A floating device sent to corral a swirling island of rubbish between California and Hawaii has not swept up any plastic waste.
But the young innovator behind the project says a fix is in the works. Boyan Slat, 24, who launched the Pacific Ocean cleanup project, said the speed of the solar-powered barrier was not allowing it to hold on to the plastic it catches.
“Sometimes the system actually moves slightly slower than the plastic, which of course you don’t want because then you have a chance of losing the plastic again,” Mr Slat said.
A crew of engineers will reach the U-shaped boom today and will work for the next few weeks to widen its span so that it catches more wind and waves to help it go faster, he said.

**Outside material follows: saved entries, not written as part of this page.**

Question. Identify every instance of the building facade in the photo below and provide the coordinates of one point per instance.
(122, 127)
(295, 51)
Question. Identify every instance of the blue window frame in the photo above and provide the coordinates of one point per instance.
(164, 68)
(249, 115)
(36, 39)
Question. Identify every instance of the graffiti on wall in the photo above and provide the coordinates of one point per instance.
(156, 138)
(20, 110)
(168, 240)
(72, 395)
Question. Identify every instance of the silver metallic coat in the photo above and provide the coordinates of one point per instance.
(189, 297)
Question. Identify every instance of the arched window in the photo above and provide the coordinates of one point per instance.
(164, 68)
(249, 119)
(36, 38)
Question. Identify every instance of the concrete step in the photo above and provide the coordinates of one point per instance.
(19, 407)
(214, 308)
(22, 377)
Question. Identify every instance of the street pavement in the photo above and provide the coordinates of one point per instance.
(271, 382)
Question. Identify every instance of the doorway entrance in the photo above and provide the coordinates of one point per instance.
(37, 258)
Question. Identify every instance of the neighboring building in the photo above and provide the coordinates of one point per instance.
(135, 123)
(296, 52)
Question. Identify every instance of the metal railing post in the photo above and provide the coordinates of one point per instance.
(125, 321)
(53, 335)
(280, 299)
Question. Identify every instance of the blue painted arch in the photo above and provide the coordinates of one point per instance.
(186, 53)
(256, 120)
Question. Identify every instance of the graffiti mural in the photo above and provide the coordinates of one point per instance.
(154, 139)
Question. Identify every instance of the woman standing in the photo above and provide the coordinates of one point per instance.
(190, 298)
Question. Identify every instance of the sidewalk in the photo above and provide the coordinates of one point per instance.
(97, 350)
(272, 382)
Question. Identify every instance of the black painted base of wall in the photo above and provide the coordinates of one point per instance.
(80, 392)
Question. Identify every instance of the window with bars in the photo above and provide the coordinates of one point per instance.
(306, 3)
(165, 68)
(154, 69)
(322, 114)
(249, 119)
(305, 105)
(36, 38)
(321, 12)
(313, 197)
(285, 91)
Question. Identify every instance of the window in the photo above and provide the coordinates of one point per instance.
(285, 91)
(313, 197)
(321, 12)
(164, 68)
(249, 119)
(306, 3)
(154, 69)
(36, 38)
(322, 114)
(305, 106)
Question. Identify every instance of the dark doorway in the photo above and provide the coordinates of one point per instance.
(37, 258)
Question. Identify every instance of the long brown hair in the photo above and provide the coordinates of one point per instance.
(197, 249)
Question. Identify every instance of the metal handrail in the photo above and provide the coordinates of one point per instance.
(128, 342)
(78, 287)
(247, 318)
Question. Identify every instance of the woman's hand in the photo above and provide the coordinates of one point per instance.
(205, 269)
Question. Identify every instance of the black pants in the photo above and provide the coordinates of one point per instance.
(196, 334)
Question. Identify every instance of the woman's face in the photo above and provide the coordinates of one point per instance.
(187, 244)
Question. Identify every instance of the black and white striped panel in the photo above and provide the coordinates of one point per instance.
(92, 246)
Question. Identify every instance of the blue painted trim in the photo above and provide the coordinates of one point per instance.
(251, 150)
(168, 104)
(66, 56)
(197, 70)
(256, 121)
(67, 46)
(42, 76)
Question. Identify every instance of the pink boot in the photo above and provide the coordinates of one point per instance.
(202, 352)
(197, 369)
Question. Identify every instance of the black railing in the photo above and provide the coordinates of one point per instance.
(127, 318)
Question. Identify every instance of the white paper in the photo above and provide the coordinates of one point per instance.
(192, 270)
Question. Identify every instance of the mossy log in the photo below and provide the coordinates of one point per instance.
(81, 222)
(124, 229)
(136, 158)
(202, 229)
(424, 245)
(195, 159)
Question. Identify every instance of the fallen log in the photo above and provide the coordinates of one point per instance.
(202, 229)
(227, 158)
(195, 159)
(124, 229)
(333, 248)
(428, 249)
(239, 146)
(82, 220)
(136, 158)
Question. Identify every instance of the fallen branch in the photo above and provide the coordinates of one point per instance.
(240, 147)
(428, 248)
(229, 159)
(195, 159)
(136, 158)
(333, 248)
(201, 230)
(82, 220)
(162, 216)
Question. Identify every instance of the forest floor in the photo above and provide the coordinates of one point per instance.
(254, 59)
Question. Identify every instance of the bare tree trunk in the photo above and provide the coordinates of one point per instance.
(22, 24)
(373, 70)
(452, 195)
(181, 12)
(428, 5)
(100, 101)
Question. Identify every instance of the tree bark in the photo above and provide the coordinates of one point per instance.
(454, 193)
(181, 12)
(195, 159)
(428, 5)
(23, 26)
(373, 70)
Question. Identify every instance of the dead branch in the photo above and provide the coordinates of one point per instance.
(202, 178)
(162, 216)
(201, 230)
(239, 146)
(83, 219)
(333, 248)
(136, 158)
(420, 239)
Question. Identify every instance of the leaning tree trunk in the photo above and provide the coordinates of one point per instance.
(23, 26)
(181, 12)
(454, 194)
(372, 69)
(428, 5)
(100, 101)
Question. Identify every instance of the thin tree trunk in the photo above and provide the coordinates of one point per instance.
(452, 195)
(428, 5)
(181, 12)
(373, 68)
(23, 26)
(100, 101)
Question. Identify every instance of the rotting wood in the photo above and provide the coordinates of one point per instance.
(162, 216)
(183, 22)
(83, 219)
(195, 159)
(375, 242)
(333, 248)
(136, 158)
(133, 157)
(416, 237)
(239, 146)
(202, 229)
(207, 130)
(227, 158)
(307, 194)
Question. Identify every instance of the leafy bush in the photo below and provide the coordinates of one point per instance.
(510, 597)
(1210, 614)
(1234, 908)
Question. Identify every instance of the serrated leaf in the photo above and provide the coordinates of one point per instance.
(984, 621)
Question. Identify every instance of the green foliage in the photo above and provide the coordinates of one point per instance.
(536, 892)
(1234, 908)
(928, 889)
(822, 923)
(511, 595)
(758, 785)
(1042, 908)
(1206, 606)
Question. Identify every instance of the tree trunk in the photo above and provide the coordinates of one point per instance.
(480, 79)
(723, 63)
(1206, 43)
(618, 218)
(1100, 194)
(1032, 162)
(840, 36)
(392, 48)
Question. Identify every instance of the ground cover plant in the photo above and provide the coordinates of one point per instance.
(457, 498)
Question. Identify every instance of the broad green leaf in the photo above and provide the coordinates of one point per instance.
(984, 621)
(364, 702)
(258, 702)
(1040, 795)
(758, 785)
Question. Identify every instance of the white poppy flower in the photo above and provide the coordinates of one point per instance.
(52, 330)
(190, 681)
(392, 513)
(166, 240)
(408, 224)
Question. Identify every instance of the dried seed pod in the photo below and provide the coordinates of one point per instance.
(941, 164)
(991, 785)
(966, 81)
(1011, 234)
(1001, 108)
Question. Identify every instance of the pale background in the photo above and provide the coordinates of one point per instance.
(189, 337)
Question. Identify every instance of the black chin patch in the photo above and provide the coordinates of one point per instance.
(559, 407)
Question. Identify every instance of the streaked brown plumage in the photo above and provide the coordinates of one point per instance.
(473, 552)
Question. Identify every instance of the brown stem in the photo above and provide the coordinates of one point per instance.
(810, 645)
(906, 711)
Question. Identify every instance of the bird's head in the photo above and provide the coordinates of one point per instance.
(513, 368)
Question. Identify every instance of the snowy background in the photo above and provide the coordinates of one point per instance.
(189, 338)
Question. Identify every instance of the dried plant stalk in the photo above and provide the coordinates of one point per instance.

A ship towed the 600m barrier in September from San Francisco to the Great Pacific Garbage Patch — an island of garbage twice the size of Texas. It has been in place since the end of October, Mr Slat said. The plastic barrier with a tapered 3m deep screen was intended to act like a coastline, trapping some of the 1.8 trillion pieces of plastic that scientists estimate are swirling in the patch while allowing marine life to swim beneath it.
Mr Slat said he was not deterred by the setback because engineers expected to make tweaks to the system.
“What we’re trying to do has never been done before. So of course we were expecting to still need to fix a few things before it becomes fully operational,” he said of the system created by Ocean Cleanup, an organisation he founded.
Fitted with solar-powered lights, cameras, sensors and satellite antennas, the device communicates its position at all times, allowing a support vessel to fish out the collected plastic every few months and transport it to land for recycling.
Mr Slat expected shipping containers filled with fishing nets, plastic bottles, laundry baskets and other plastic garbage scooped up by the system to be back on land within a year. “We’ve given ourselves a year after launch to get this thing working,” he said. Among those sceptical of the Ocean Cleanup is George Leonard, chief scientist of the Ocean Conservancy, an environmental advocacy group. Mr Leonard says that even if plastic rubbish can be taken out of the ocean, a lot more is pouring in each year.
He said a solution must include stopping plastic from reaching the ocean and educating people to stop using bags.